Her husband found out about the affair and after a big fight told her to leave. She lived with the boyfriend for at least a year, I think. She emailed me some months later to say that she’d gone to a priest who’d told her not to listen to criticism from those who thought she was wrong to move in with a male friend when she was driven from her home in the middle of the night by a cruel husband, but to be thankful for the one who’d taken her in.
I’m guessing she didn’t show the priest the wallet photo of her lover. I’m pretty sure that none of the people in her new life know much about truth from her, and I think she doesn’t know too much about it either.
And me, I used to tell myself stories about my family, the same ones my family told me: “We are close, we don’t need others, you can only trust your family, all others will hurt you. We are healthy and good.” Then I grew up and moved away, and looked over my shoulder and thought, “whoa, that’s messed up.” We were a mini North Korea and I was an accomplice.
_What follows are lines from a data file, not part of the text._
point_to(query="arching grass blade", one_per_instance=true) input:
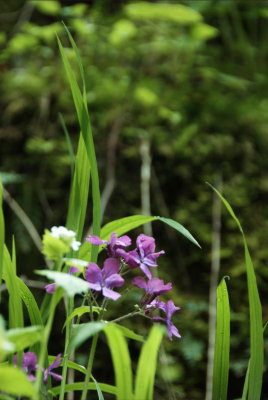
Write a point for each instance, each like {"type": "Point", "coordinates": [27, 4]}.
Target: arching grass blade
{"type": "Point", "coordinates": [222, 344]}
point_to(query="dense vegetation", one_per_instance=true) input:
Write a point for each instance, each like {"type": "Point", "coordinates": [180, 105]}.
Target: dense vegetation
{"type": "Point", "coordinates": [182, 95]}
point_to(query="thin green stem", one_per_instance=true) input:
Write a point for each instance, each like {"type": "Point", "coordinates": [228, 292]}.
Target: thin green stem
{"type": "Point", "coordinates": [70, 307]}
{"type": "Point", "coordinates": [89, 366]}
{"type": "Point", "coordinates": [44, 342]}
{"type": "Point", "coordinates": [128, 316]}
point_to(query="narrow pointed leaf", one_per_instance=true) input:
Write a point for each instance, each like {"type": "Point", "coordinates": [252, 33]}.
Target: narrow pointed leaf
{"type": "Point", "coordinates": [147, 364]}
{"type": "Point", "coordinates": [70, 284]}
{"type": "Point", "coordinates": [121, 362]}
{"type": "Point", "coordinates": [255, 320]}
{"type": "Point", "coordinates": [222, 344]}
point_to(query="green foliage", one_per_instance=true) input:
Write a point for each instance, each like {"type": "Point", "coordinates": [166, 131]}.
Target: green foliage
{"type": "Point", "coordinates": [255, 313]}
{"type": "Point", "coordinates": [147, 365]}
{"type": "Point", "coordinates": [53, 248]}
{"type": "Point", "coordinates": [222, 344]}
{"type": "Point", "coordinates": [72, 387]}
{"type": "Point", "coordinates": [121, 362]}
{"type": "Point", "coordinates": [14, 381]}
{"type": "Point", "coordinates": [70, 284]}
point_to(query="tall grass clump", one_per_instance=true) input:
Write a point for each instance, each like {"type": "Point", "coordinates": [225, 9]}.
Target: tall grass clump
{"type": "Point", "coordinates": [89, 289]}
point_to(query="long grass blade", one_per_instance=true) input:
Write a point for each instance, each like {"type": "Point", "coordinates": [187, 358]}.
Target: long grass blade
{"type": "Point", "coordinates": [121, 362]}
{"type": "Point", "coordinates": [68, 142]}
{"type": "Point", "coordinates": [222, 344]}
{"type": "Point", "coordinates": [144, 383]}
{"type": "Point", "coordinates": [85, 126]}
{"type": "Point", "coordinates": [79, 191]}
{"type": "Point", "coordinates": [255, 313]}
{"type": "Point", "coordinates": [14, 303]}
{"type": "Point", "coordinates": [78, 386]}
{"type": "Point", "coordinates": [124, 225]}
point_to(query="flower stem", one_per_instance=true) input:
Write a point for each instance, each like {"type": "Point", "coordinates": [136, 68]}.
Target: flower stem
{"type": "Point", "coordinates": [44, 342]}
{"type": "Point", "coordinates": [89, 366]}
{"type": "Point", "coordinates": [66, 354]}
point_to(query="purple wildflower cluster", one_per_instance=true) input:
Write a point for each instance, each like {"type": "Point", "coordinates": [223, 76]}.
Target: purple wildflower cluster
{"type": "Point", "coordinates": [29, 365]}
{"type": "Point", "coordinates": [120, 261]}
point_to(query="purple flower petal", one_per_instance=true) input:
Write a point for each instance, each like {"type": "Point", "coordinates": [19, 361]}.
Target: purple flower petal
{"type": "Point", "coordinates": [157, 286]}
{"type": "Point", "coordinates": [73, 270]}
{"type": "Point", "coordinates": [172, 330]}
{"type": "Point", "coordinates": [146, 270]}
{"type": "Point", "coordinates": [50, 288]}
{"type": "Point", "coordinates": [111, 266]}
{"type": "Point", "coordinates": [93, 273]}
{"type": "Point", "coordinates": [123, 241]}
{"type": "Point", "coordinates": [114, 280]}
{"type": "Point", "coordinates": [111, 294]}
{"type": "Point", "coordinates": [95, 240]}
{"type": "Point", "coordinates": [56, 376]}
{"type": "Point", "coordinates": [146, 244]}
{"type": "Point", "coordinates": [139, 282]}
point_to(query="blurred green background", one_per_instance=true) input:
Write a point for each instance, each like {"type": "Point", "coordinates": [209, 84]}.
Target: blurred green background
{"type": "Point", "coordinates": [177, 97]}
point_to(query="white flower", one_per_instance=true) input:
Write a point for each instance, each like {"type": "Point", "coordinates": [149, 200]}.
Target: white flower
{"type": "Point", "coordinates": [67, 236]}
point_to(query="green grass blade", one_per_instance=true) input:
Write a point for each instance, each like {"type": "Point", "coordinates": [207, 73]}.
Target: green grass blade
{"type": "Point", "coordinates": [245, 388]}
{"type": "Point", "coordinates": [85, 126]}
{"type": "Point", "coordinates": [2, 235]}
{"type": "Point", "coordinates": [124, 225]}
{"type": "Point", "coordinates": [14, 302]}
{"type": "Point", "coordinates": [144, 382]}
{"type": "Point", "coordinates": [255, 313]}
{"type": "Point", "coordinates": [69, 142]}
{"type": "Point", "coordinates": [78, 386]}
{"type": "Point", "coordinates": [14, 381]}
{"type": "Point", "coordinates": [24, 337]}
{"type": "Point", "coordinates": [79, 191]}
{"type": "Point", "coordinates": [121, 362]}
{"type": "Point", "coordinates": [222, 344]}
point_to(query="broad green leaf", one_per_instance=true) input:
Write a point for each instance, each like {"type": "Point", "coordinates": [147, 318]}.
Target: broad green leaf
{"type": "Point", "coordinates": [121, 362]}
{"type": "Point", "coordinates": [2, 236]}
{"type": "Point", "coordinates": [51, 7]}
{"type": "Point", "coordinates": [147, 364]}
{"type": "Point", "coordinates": [79, 191]}
{"type": "Point", "coordinates": [72, 387]}
{"type": "Point", "coordinates": [222, 344]}
{"type": "Point", "coordinates": [180, 228]}
{"type": "Point", "coordinates": [176, 13]}
{"type": "Point", "coordinates": [70, 364]}
{"type": "Point", "coordinates": [245, 388]}
{"type": "Point", "coordinates": [24, 337]}
{"type": "Point", "coordinates": [98, 389]}
{"type": "Point", "coordinates": [255, 320]}
{"type": "Point", "coordinates": [82, 332]}
{"type": "Point", "coordinates": [30, 303]}
{"type": "Point", "coordinates": [14, 381]}
{"type": "Point", "coordinates": [70, 284]}
{"type": "Point", "coordinates": [77, 312]}
{"type": "Point", "coordinates": [69, 145]}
That was when I understood the power of personal myth. I promised myself ever after to only build my personal story on what I know to be scrupulously true (with varying success. I don’t always see my error immediately, sometimes my thinking is quite wishful, and sometimes seeing truth can be like witnessing a crime.)
Because here is a very true truth I have learned from watching people I’ve known who are excellent, passionate and faithful myth builders: after a while I won’t be able to tell true from false. All of that self-deception screws up my compass and renders me unable to see truth from falsehood. And that’s when I become vulnerable to any lie told to me by a friend, an employer, an advertiser, or a government.
My challenge every day is to live in clarity, and not in false stories. It isn’t a decision that I made the one time, either, but something I have to decide over and over again every time I think a thought or open my mouth.
This is a hard challenge and not one I would ask anyone else to do.
But if you are like-minded, if you struggle, too, or if you have some really GOOD DISH on the subject, tell me about it. I love a good story. Brb making popcorn.